Le doublage intérieur sur montants ne traite pas, par nature, les ponts thermiques de liaison. La jonction entre le mur extérieur et un plancher intermédiaire en béton reste un chemin de fuite thermique que le doublage ne couvre pas.
Trois leviers existent pour limiter ces ponts structurels en rénovation intérieure :
- Le retour d’isolant en sous-face et dessus de plancher, sur une longueur d’au moins 60 cm depuis le mur extérieur, réduit le flux qui contourne le doublage par la dalle.
- Les rupteurs de ponts thermiques rapportés (type Schöck Rutherma ou équivalent), lorsqu’ils sont posables en réhabilitation, traitent la liaison de manière plus performante mais supposent un accès au nez de dalle.
- La combinaison d’un doublage intérieur avec une isolation extérieure partielle en bandeau de soubassement permet de couper le pont au niveau du plancher bas sans engager une ITE complète.
Ces détails de jonction sont souvent les premiers responsables de traces de condensation en angle mur-plafond, même lorsque le doublage courant est correctement posé.
Seuil R ≥ 3,7 m²·K/W : impact concret sur le choix du système de doublage
Les fiches d’opérations standardisées CEE et les critères MaPrimeRénov’ imposent désormais un R minimum de 3,7 m²·K/W pour l’isolation des murs par l’intérieur.

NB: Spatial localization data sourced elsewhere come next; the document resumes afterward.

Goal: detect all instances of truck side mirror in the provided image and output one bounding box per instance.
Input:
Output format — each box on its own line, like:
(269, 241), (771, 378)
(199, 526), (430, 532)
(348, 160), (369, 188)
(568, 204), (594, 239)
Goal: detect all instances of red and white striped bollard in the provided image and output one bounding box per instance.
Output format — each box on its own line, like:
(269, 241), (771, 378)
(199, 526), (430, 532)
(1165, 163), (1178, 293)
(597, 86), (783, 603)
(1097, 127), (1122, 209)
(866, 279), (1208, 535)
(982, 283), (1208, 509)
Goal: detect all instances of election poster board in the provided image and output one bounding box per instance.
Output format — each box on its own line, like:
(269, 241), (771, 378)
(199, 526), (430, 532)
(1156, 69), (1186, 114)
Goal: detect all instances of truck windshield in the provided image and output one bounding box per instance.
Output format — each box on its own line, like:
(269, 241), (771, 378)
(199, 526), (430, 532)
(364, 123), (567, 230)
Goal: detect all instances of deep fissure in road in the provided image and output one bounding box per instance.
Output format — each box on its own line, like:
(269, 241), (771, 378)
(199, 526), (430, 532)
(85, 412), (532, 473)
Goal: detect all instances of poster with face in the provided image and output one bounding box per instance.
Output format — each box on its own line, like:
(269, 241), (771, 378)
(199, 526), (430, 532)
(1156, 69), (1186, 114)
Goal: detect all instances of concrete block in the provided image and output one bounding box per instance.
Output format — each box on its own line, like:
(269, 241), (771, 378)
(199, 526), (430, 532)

Ce seuil modifie profondément la logique de choix du système.
Un doublage sur montants de 70 mm avec laine en lambda 0,035 plafonne autour de R = 2,0. Pour atteindre 3,7, il faut passer à des montants de 120 mm minimum, voire 140 ou 150 mm avec un isolant en lambda 0,032. À ces épaisseurs, le surcoût et l’encombrement du système à montants traversants ne se justifient plus face à un doublage sur fourrures déportées, qui offre un meilleur ratio performance/épaisseur grâce à la continuité de l’isolant.
En rénovation de logements anciens où chaque centimètre de surface habitable compte, le choix du système de doublage devient un arbitrage direct entre performance thermique réelle, éligibilité aux aides et perte de surface. Un doublage qui affiche un R nominal conforme mais dont la performance réelle est grevée par les ponts des montants peut poser problème lors d’un audit post-travaux.
Le passage à des isolants à très faible lambda (polyuréthane en lambda 0,022, ou panneaux de fibre de bois haute densité en 0,038 avec forte inertie) permet de réduire l’épaisseur totale tout en atteignant le seuil requis. Le choix de l’isolant conditionne le choix de l’ossature, et non l’inverse.